4 Perspectives, challenges of SFE and conclusions
In this communication, it is shown that the continuous nanocrystallization by the Spray Flash Evaporation (SFE) process is a very versatile and useful method to produce nanostructured materials with a very large structural and even hierarchical spectrum. Different examples were given from single pure nanocrystals to binary nanococrystals. Furthermore, nanocrystalline and amorphous nanocomposites, depending essentially on the type of intermolecular interactions between the different molecule types, were presented.

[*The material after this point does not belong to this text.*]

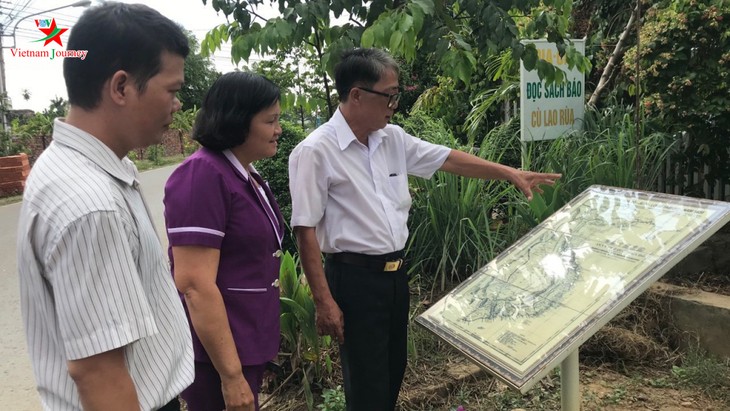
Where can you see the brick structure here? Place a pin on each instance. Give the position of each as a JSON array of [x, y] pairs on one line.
[[13, 172]]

Major challenges are currently under investigation, such as on-line studies of crystallization mechanisms by different on-line techniques such as Phase Doppler Analysis or also by on-line synchrotron X-ray diffraction. Another challenge concerns the product characterization by coupling Atomic Force Microscopy (AFM) with additional spectroscopy techniques to discriminate and to allow chemical mapping of nanostructured mixtures on the nanoscale. Some investigations are currently being done and should be published in the near future. The on-line and post-production characterizations will be fundamental for the further deep understanding of the SFE mechanism (which, in fact, depends also on the individual material system). These investigations are essential to be able to tune the hierarchical structure on demand. This in turn will permit us to further control the precise synthesis of nanodiamonds or to conceive precise nanomedicaments to treat specifically a disease such as cancer by the precise nanococrystallization of API/coformer or API/API (also called drug/drug) nanomedicaments [29]. To conclude, there are great challenges behind the comprehension of the presented breakthrough-technology of SFE and the subsequent precise tuning of structural and hierarchical nanocomposites.